Alex Haagaard and Dr. Clare Ardern

Date

April 26, 2024

Breaking barriers: open science tackles wicked problems and reduces research waste

In 2024, KT Connects is focusing on open science — the practice of making scientific inputs, outputs, and processes freely available to all with minimal restrictions. Learn more

Webinar summary

Friday, April 26  

12 – 1 p.m. PST 

“Wicked problems” are challenges that are difficult to solve and identify because of their incomplete, contradictory, and evolving requirements. To tackle wicked problems, collaboration is essential.
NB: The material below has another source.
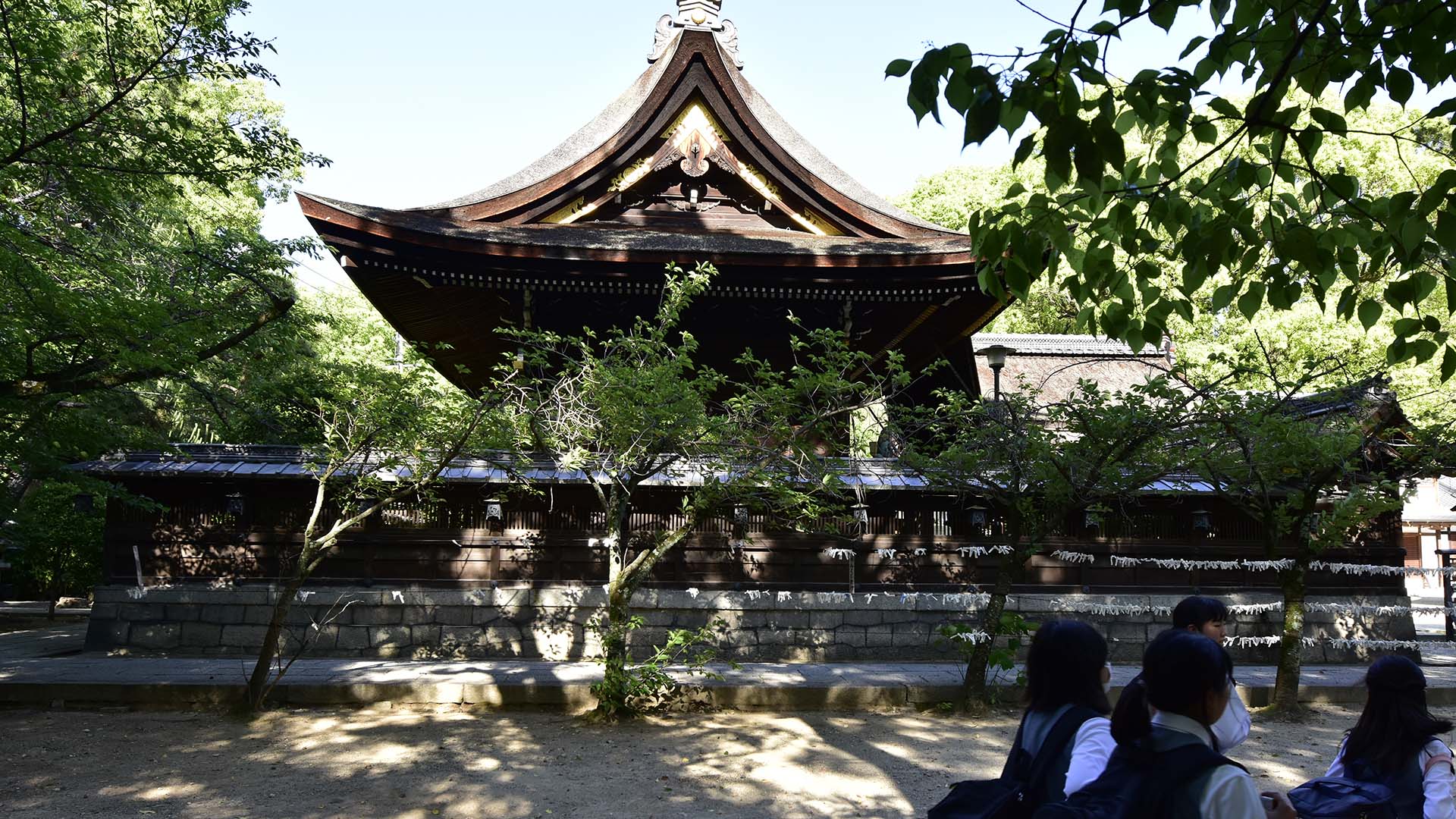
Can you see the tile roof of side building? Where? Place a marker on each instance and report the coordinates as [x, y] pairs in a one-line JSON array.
[[1055, 365]]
Open science (sometimes called ‘open scholarship’ or ‘open research’) aims to solve wicked problems by promoting collaboration, transparency, and knowledge and resource sharing. By including people with lived experiences on research teams, open science helps to make research relevant to knowledge users and reduces research waste. In this session, we will explore how open science principles help researchers authentically engage knowledge users in high-quality research to solve wicked problems in health research.

Learning objectives

After this webinar, the audience will be able to:

  1. Identify knowledge users for specific research projects
  2. Describe three ways open science practices reduce research waste
  3. List at least two barriers encountered by patient authors that open science practices can help to overcome.

Speaker bio

Alex Haagaard is a design strategist specialising in digital accessibility, community engagement, disability justice and health equity. Alex has lived with chronic pain since early childhood. This experience informs their interest in designing and advocating for system-level changes to how healthcare services are conceptualized, planned and delivered. Alex is a member of Pain BC’s Putting the Pieces Together conference steering committee, and co-chair of the Chronic Pain Network’s Knowledge Mobilization and Implementation Science Committee. 
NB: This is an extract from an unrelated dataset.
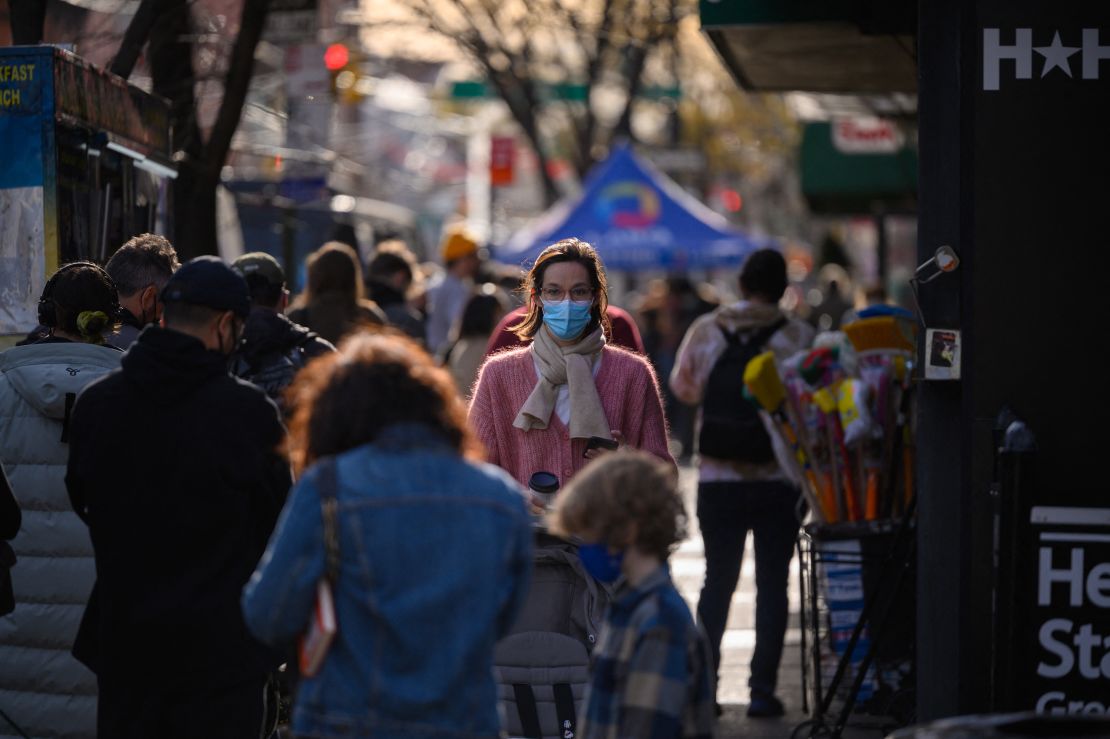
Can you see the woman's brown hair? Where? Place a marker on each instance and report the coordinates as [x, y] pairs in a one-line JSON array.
[[568, 250], [333, 269], [625, 497], [345, 398]]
Dr. Clare Ardern is a physiotherapist and assistant professor in the department of physical therapy at UBC. Her research team brings researchers, patients, clinicians and health policymakers together to design digital health interventions for musculoskeletal problems. Dr Ardern is the editor-in-chief for the Journal of Orthopaedic & Sports Physical Therapy (JOSPT) and JOSPT Open. She hosts the popular weekly JOSPT Insights podcast, which reaches over 16,000 regular listeners.